Board of Managers of Madison Medical Building Condominium v. Rama

—Orders, Supreme Court, New York County (Harold Tompkins, J.), entered May 18, 1995 and November 1, 1995, which, inter alia, granted plaintiff’s motion for summary judgment and struck defendants-appellants’ affirmative defenses and counterclaim, and denied defendants-appellants’ cross motion for leave to serve an amended answer, unanimously affirmed, without costs.

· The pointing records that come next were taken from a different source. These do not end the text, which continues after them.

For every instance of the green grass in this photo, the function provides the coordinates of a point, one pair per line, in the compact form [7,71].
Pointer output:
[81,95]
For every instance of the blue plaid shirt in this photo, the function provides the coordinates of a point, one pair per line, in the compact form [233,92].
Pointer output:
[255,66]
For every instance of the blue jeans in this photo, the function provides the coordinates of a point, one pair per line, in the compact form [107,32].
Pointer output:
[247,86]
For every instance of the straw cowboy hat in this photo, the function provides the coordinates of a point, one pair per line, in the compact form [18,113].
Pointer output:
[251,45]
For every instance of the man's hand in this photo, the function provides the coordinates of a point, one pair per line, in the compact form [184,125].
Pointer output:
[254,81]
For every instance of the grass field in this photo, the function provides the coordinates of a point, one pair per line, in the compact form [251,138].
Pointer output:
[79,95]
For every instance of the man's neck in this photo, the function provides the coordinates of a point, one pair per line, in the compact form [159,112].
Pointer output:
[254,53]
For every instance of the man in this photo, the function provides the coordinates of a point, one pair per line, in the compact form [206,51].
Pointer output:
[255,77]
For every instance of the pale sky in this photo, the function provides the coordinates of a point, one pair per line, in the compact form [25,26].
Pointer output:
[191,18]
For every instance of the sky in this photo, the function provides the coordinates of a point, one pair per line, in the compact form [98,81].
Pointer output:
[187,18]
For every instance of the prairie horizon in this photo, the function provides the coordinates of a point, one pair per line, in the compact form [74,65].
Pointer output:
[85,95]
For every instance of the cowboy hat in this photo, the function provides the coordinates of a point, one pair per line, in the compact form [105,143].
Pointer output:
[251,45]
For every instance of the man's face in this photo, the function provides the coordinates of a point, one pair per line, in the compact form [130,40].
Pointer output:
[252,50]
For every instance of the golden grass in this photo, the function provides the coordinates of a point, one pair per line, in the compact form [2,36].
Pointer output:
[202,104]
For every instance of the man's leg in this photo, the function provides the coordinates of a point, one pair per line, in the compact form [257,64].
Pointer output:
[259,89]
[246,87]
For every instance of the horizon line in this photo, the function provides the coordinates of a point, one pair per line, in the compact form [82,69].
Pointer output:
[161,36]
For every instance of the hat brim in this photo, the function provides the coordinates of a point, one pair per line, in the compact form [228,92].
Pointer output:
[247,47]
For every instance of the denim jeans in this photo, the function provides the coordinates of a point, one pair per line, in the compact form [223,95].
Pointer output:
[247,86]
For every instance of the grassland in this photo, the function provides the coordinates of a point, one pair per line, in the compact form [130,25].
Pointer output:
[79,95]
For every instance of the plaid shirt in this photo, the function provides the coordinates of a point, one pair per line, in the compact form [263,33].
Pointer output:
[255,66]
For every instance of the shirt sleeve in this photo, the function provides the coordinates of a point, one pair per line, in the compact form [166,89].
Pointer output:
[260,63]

It is not disputed that defendants-appellants breached the condominium by-laws by not paying the subject assessments (see, Frisch v Bellmarc Mgt., 190 AD2d 383, 389). The board’s authority to enforce the by-laws is not necessarily compromised by technical defects in its election (see, Caruso v Board of Mgrs. *141of Murray Hill Terrace Condominium, 146 Misc 2d 405, 408), and considering “the particular circumstances of this case” (Timmerman v Board of Mgrs. of Anchorage Condominium, 212 AD2d 523, 524), including defendants’ implicit recognition of the board’s general authority to act (see, Board of Mgrs. of Gen. Apt. Corp. Condominium v Gans, 72 Misc 2d 726, 728), the motion court properly found that defendants had no defense to plaintiff’s cause of action for breach of their by-law obligation to pay assessments. Because the allegations concerning the election of the board do not constitute a defense to defendants’ obligation under the by-laws to pay the assessment, the proposed counterclaims clearly lack merit (see, e.g., Ponte & Sons v American Fibers Intl., 222 AD2d 271). Concur— Ellerin, J. P., Wallach, Tom and Andrias, JJ.